In the fnm, information such as column type, column name, storage method and so on is stored for meta Information.
FDT is a document value, inside a chunk is a block, Lucene index document, cache the document first, the cache is larger than 16KB, the document will be compressed Storage. A chunk contains the chunk starting document, how many documents, and the contents of the compressed Document.
FDX is the document number index, the inverted table holds the document number, through the FDX to quickly locate the document location is chunk position, Its index structure is relatively simple, is the jumping table structure, first it will be 1024 chunk into a block, each block recorded the starting document value, Block is equivalent to a one-level jump Table.
So looking up a document, it's divided into three steps:
The first step is to find the block and locate the Block.
The second step is to find out which chunk and chunk locations belong to each chunk based on the starting document number from the Block.
The third step is to load the FDT chunk and find the Documentation. Another detail here is that the chunk starting document value and the chunk position are not simple arrays, but the mean compression method is Used. So the starting document value of nth chunk is restored by DocBase + Avgchunkdocs * n + docbasedeltas[n] and the position in nth chunk FDT is Startpointerbase + avgchunksize * n + startpointerdeltas[n] to Recover.
As can be seen from the above analysis, Lucene storage of the original file is the row is stored, and in order to improve the space utilization, is a multi-document compression, so the document needs to read into and decompression of additional documents, so the document process relies heavily on random io, and Lucene although provides a specific column, however, you can see from the storage structure that it does not reduce the time to fetch Documents.

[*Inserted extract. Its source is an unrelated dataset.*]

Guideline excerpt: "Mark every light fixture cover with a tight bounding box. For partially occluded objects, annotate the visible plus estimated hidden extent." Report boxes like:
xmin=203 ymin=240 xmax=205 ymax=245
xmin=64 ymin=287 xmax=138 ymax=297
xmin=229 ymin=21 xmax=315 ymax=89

以上就是Lucene的底层原理介绍,下一篇将介绍我们如何从这些底层原理出发来优化我们的全文检索系统。

Lucene underlying principles and optimization experience sharing (1)-lucene introduction and indexing principles

Contact Us

The content source of this page is from Internet, which doesn't represent Alibaba Cloud's opinion; products and services mentioned on that page don't have any relationship with Alibaba Cloud. If the content of the page makes you feel confusing, please write us an email, we will handle the problem within 5 days after receiving your email.

If you find any instances of plagiarism from the community, please send an email to: info-contact@alibabacloud.com and provide relevant evidence. A staff member will contact you within 5 working days.

A Free Trial That Lets You Build Big!

Start building with 50+ products and up to 12 months usage for Elastic Compute Service

  • Sales Support

    1 on 1 presale consultation

  • After-Sales Support

    24/7 Technical Support 6 Free Tickets per Quarter Faster Response

  • Alibaba Cloud offers highly flexible support services tailored to meet your exact needs.